I've since learned that Cuba is thought to resemble a semi-submerged crocodile, because the island is shaped like one and that there is a species of crocodile, one of only four in the new world, that's found primarily in Cuba and is called the Cuban Crocodile. It's known for leaping straight up from the water in order to catch prey mid air. I didn't know this till just recently; imagine!

My Crocodile visitation is an ongoing source of fascination to me. Since I discovered this particular animal archetype in my childhood bathtub, I've come to see many aspects of the image. Today, She is the Babylonian Queen of the Ocean, Tiamat, the primordial dragon, and She is fearsome. She is Howling Mary, the slain Feminine archetype who came to me in my Howling Mary dream, biding her time, letting her presence be known. http://litadreaming.blogspot.com/2011/08/howling-mary.html And, haven't you ever seen those wonderful little front yard shrines to Mary in an upended bathtub? Yes, it's Mary in that bathtub, too.

This is the power of dreaming. This is how Big Dreams often come, as childhood or early nightmares. Perhaps, with apologies, the dream source impacts us with nightmares and hopes we've got the good sense to explore the message further.

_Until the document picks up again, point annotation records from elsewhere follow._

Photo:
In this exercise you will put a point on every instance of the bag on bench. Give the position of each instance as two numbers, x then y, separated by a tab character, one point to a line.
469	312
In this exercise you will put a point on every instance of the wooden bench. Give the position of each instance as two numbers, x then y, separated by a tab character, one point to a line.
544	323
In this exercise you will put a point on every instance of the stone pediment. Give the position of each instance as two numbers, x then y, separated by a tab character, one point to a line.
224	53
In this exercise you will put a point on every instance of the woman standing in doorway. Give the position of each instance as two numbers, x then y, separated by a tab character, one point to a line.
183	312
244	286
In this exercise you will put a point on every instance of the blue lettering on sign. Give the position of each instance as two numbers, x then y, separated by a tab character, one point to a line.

I don't want to skip over the role of Devil in my early totem dream. Certainly, I would never romanticize or cutesy up the crocodile; never do I want to come face to face with one in waking life, (unlike my elephant totem which I've met on both sides).

I hold that the devil is the invention of patriarchal religions, as is dualistic thinking and the hierarchical paradigm. Goddess inclusive religions tend to see things cyclically: birth, life, death, birth again, mirrored in the seasons of earth. Death isn't evil, it's part of life. We're all capable of good and evil. The Devil is part of a dichotomy that projects evil as one Absolute, the opposite of Good, God. As Jung taught, it's dangerous to project our own dark shadow on to others and as Jesus taught, don't look for the mote in your neighbor's eye unless you remove the plank from your own.

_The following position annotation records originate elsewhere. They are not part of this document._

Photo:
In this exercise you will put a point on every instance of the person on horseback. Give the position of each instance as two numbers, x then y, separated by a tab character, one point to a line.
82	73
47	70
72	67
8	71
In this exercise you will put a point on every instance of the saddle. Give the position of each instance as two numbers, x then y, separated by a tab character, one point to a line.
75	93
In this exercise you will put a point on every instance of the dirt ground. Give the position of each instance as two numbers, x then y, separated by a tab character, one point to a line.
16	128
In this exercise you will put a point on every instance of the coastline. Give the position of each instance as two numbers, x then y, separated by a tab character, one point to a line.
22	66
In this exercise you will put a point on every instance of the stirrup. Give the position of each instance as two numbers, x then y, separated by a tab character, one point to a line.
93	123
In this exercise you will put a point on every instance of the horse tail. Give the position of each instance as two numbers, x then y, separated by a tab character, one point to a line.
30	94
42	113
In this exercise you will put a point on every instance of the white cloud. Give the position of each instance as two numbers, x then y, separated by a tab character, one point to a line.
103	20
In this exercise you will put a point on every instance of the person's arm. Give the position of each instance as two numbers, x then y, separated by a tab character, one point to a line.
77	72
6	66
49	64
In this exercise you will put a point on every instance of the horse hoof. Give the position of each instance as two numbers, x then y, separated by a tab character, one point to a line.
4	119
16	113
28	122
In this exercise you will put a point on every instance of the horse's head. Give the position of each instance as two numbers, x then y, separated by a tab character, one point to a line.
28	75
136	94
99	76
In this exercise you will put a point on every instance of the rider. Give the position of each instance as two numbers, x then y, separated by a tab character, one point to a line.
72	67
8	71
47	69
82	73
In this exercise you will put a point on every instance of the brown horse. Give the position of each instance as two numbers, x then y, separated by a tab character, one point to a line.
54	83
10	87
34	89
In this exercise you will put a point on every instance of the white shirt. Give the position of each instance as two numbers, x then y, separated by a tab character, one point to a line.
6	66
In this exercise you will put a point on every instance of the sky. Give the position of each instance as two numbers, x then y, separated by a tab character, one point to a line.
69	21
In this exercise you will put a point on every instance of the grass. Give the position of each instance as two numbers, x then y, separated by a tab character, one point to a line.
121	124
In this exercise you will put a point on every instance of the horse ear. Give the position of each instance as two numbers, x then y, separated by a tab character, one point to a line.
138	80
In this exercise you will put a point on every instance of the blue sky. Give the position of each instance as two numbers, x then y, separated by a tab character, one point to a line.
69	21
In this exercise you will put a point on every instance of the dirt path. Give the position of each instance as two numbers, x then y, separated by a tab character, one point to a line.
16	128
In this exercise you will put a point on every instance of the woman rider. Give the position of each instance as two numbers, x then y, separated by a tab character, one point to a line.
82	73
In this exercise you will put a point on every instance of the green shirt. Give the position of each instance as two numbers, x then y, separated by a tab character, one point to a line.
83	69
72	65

But tomes like the 15th century classic, The Malleus Maleficarum or The Hammer of Witches, written by two Dominican monks as a guide for Inquisitors, are monuments to blind projection and provide ample evidence of the malice, cruelty and misogyny of the medieval Christian Church. In those illustrious times of male bullying, women were leagued with the devil, at least any woman who showed the least bit of spine and independence, owned property that could be taken from her, or just knew too much.

If Woman is maligned by being linked with the devil, the serpent and the apple, the fall from grace, the first one to sin, then no wonder Mary is pissed off and there's a crocodile waiting for me in the bath tub; waiting to talk to me, to teach me.

On Crocodile Friday, I honor the Great Mother and I honor Jesus, her beloved Son. I honor Spring and I honor Dreams. Blessed Be.